September 12 - Japan is to launch a formal complaint about satirical cartoons published in a French newspaper that link the Fukushima nuclear crisis to the 2020 Summer Olympics and Paralympics awarded to Tokyo last weekend, a Government official confirmed today.
The cartoon, printed in Le Canard enchaîné, shows two sumo wrestlers with extra limbs in front of the crippled nuclear plant, while a commentator says: "Marvellous! Thanks to Fukushima, sumo is now an Olympic sport."
Another sketch shows people in nuclear protective clothing holding a Geiger counter by the side of a pool.
Japan's Chief Cabinet Secretary Yoshihide Suga said the cartoons "hurt the feelings of those who suffered through the Great East Japan Earthquake", referring to the devastating 2011 earthquake and tsunami that caused the triple meltdown of the Fukushima nuclear plant - the world's worst nuclear crisis since the 1986 Chernobyl disaster in the former Soviet Union.
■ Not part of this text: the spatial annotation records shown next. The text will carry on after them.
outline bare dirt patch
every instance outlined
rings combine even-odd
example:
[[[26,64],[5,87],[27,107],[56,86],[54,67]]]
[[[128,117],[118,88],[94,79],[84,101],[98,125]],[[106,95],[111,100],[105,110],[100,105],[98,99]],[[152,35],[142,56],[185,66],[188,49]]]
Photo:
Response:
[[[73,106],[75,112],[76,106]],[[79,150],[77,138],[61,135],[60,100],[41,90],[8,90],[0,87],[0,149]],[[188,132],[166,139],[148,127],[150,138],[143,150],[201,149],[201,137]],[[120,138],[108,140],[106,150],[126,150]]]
"It is inappropriate and gives a wrong impression of the Fukushima contaminated water issue," he added.
"It is extremely regrettable."
Suga said Japan would lodge the complaint through the French embassy in Tokyo and that the Foreign Ministry had been directed to "thoroughly explain the situation" to avoid similar incidents.
This latest incident echoes that of last year when Japan was angered after broadcaster France 2's We're not lying show used a doctored photograph of Japanese goalkeeper Eiji Kawashima with four arms, saying it was the "Fukushima Effect" that helped him save goals during a football match between the two nations.
The television channel subsequently apologised.
Tokyo was awarded the 2020 Summer Olympics and Paralympics at the International Olympic Committee (IOC) Session in Buenos Aires last Saturday (September 7) amid growing concerns about leaking radioactive water from the Fukushima plant, which lies 141 miles north of the capital.
Japan's Prime Minister Shinzō Abe assured the IOC that the situation was "under control", however, just yesterday the operator of the plant admitted that levels of tritium, which is considered one of the least harmful radioactive elements, spiked more than 15 times in groundwater near a leaked tank over three days this week.